Meet Henio Arcangeli Jr., the highest ranking Latino auto executive in the U.S.
He is the senior vice president of automobile sales at Honda & Acura, a role he’s filled since 2017.
The auto industry in the United States is continuously evolving. With the population in the country also changing, so too does the consumer base.
As Latinos are comprising a larger segment of the U.S. population, it just so happens that the highest ranking auto sales executive in the U.S. for one of the most popular car brands in the country is Latino.
Henio Arcangeli, Jr. is the senior vice president of the automobile division of American Honda Motor and Acura Co. In his role, he is responsible for the sales and marketing operations for the Honda and Acura automobile brands within the United States.
“Honda is an amazing company,” Arcangeli said during an interview with AL DÍA. “Everything from innovation of products, the company culture, the people here wanting to do what’s right for the customer… for society, it’s really a fantastic company.”
Under his leadership, Honda sells more than 1.6 million automobiles a year through its dealer partners throughout the U.S., Central America and the Caribbean, totaling two dozen countries.
As the highest-ranking Latino executive in the auto industry, Arcangeli holds that distinction as one that brings a lot of pride, but also great responsibility.
“I know it’s a huge responsibility,” he said. “It’s a huge responsibility to provide a very clear leadership and guidance for the continued growth and success of these businesses. So, it’s a job that I absolutely relish and also understand the gravity… that comes with it.”
Arcangeli’s father came to the United States with his best friends. He didn’t speak a word of English, and had less than $200 in his pocket.
He landed in Los Angeles, and found a job within a day.
For about two years, he maintained contact with Arcangeli’s mother mainly through letters. However, after establishing himself, he proposed. She then landed in Los Angeles, the two married and started their life together in the U.S.
“It’s kind of the classic immigrant story if you think about it,” Arcangeli reflected.
Growing up, Arcangeli’s father had a commercial refrigeration business, and managed several mechanics. During the summer, the young Arcangeli would often watch his father fix and make things.
Around the same time, he developed an interest in mechanics, auto racing, and the technology that went along with it.
“At a very young age, knew I wanted to be an engineer,” said Arcangeli. “I dreamed of designing, building cars, and wanting to work in the auto industry… That was my passion growing up.”
Prior to joining American Honda in 2017, Arcangeli had worked several years as a senior operating executive in several “durable consumer product industries,” as he called it.
These include GE Appliances, Yamaha Motor Corporation and Yanmar North America.

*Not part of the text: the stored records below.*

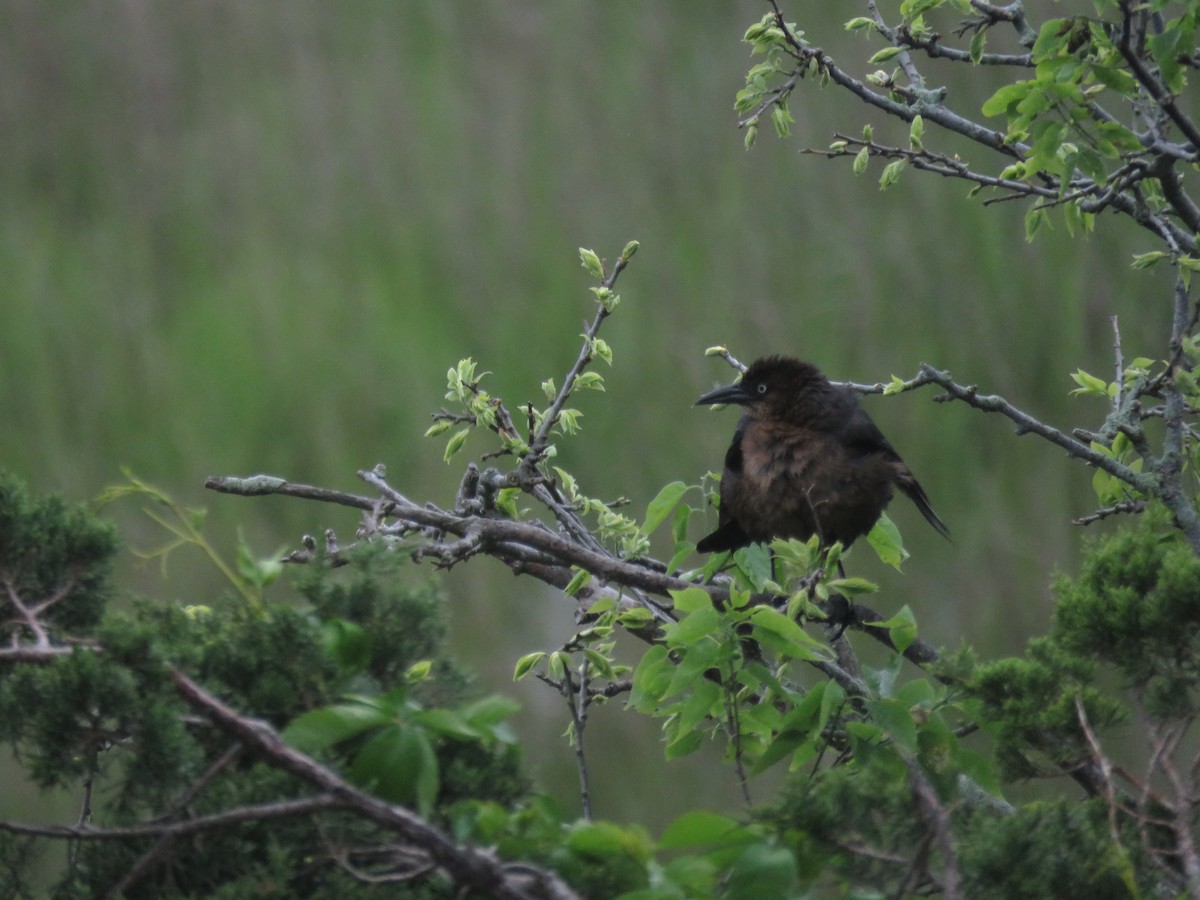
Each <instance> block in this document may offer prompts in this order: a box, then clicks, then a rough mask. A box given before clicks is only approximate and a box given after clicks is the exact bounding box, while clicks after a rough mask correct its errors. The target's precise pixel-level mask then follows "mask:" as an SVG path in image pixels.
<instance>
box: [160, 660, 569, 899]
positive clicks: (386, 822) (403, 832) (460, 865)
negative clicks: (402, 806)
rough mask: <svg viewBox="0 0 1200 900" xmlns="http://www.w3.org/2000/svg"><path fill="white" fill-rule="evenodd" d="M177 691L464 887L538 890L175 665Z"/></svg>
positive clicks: (222, 723)
mask: <svg viewBox="0 0 1200 900" xmlns="http://www.w3.org/2000/svg"><path fill="white" fill-rule="evenodd" d="M170 678H172V682H173V683H174V685H175V690H176V691H178V692H179V694H180V696H182V697H184V700H185V701H187V703H188V704H191V706H192V707H194V708H197V709H199V710H200V712H203V713H204V714H205V715H208V716H209V718H210V719H211V720H212V722H214V725H216V726H217V727H218V728H221V730H222V731H224V732H226V733H227V734H229V736H230V737H234V738H236V739H238V740H240V742H241V743H242V744H244V745H245V746H246V749H247V751H251V752H254V754H258V755H260V756H264V757H266V758H268V760H270V761H271V763H272V764H274V766H276V767H278V768H280V769H283V770H284V772H288V773H289V774H292V775H294V776H295V778H298V779H300V780H301V781H305V782H307V784H310V785H312V786H313V787H316V788H318V790H319V791H320V792H322V793H323V794H325V796H328V797H330V798H331V799H332V800H334V802H335V803H337V805H341V806H343V808H348V809H352V810H353V811H354V812H355V814H358V815H359V816H360V817H362V818H365V820H367V821H370V822H373V823H374V824H377V826H379V827H380V828H384V829H386V830H390V832H395V833H396V834H398V835H400V836H401V838H402V839H403V840H406V841H407V842H409V844H412V845H415V846H418V847H420V848H421V850H422V851H425V852H426V853H428V854H430V858H431V859H432V860H433V862H436V863H437V864H438V865H439V866H440V868H442V869H443V870H445V871H446V872H448V874H449V875H450V876H451V877H452V878H454V880H455V881H456V882H458V883H460V884H462V886H463V887H464V888H470V889H473V890H478V892H480V893H484V894H487V895H488V896H496V898H500V899H502V900H530V898H533V896H535V895H536V894H535V893H534V892H533V890H532V889H530V887H529V886H528V884H527V883H526V882H523V881H522V880H520V878H516V877H514V876H512V875H511V874H510V872H508V871H505V868H504V865H503V864H502V863H500V860H498V859H497V858H496V857H494V856H493V854H491V853H487V852H484V851H481V850H479V848H476V847H470V846H466V845H460V844H456V842H454V841H452V840H451V839H450V836H449V835H446V834H444V833H443V832H440V830H439V829H437V828H434V827H433V826H431V824H430V823H427V822H426V821H425V820H422V818H420V817H419V816H416V815H415V814H414V812H410V811H409V810H407V809H403V808H402V806H395V805H392V804H389V803H385V802H384V800H380V799H379V798H377V797H372V796H371V794H368V793H366V792H364V791H360V790H359V788H356V787H354V786H353V785H350V784H349V782H347V781H344V780H343V779H342V778H341V776H338V775H337V774H336V773H334V772H332V770H331V769H328V768H325V767H324V766H322V764H319V763H318V762H316V761H314V760H312V758H311V757H308V756H306V755H304V754H301V752H300V751H299V750H294V749H293V748H289V746H288V745H287V744H284V743H283V742H282V740H281V739H280V737H278V734H277V733H276V732H275V730H274V728H272V727H271V726H269V725H268V724H265V722H263V721H257V720H253V719H247V718H245V716H242V715H240V714H238V713H236V712H235V710H234V709H232V708H230V707H229V706H227V704H226V703H224V702H222V701H221V700H217V698H216V697H215V696H212V695H211V694H209V692H208V691H206V690H204V689H203V688H202V686H200V685H199V684H197V683H196V682H193V680H192V679H191V678H190V677H188V676H186V674H185V673H184V672H181V671H180V670H178V668H172V670H170ZM536 871H538V882H539V883H545V884H551V886H553V887H554V889H556V892H558V895H560V896H564V898H565V896H575V894H574V893H571V892H570V889H569V888H566V886H565V884H563V883H562V881H560V880H559V878H558V876H557V875H553V874H551V872H548V871H544V870H536Z"/></svg>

However, working in the auto industry is where his passion lies.
“I truly enjoy the automotive business,” Arcangeli confirmed. “Everything from the design and engineering aspects of the business and developing new vehicles, to being on the commercial side of the business, marketing and selling what I think are the best vehicles on the market.”
As some automakers abandon the sedan segment, Honda continues to see sedans as an opportunity to reach Latino buyers.
“Consumers are very important to both Honda and Acura,” Arcangeli said. “And I’m very happy to say that Honda has done very well with the Spanish-speaking community.
Furthermore, he added that the Honda Civic is one of the most popular vehicles the company sells today, and is the number one selling vehicle to Spanish-speaking customers in the U.S.
Arcangeli highlighted the brand’s style, reliability and good fuel economy as some of the factors that play into Honda’s popularity and value among the Latino community.
“I think that enables us to be highly effective, and very good at targeting Spanish-speaking consumers in the United States,” he added.
As a high-ranking Latino executive, Arcangeli says it’s important to have goals. That’s been one of the factors he can point to that helped him get to the position in which he is in today.
“If you don’t have goals, it’s easy to become a leaf in the wind and just go where the wind guides you to,” he said.
In addition, he added that there is no substitution for hard work and education.
That was a value that his parents instilled in him and his brother, and one that remains at the core of everything he does.
“I’ve always used that as my baseline of what it takes to be successful.”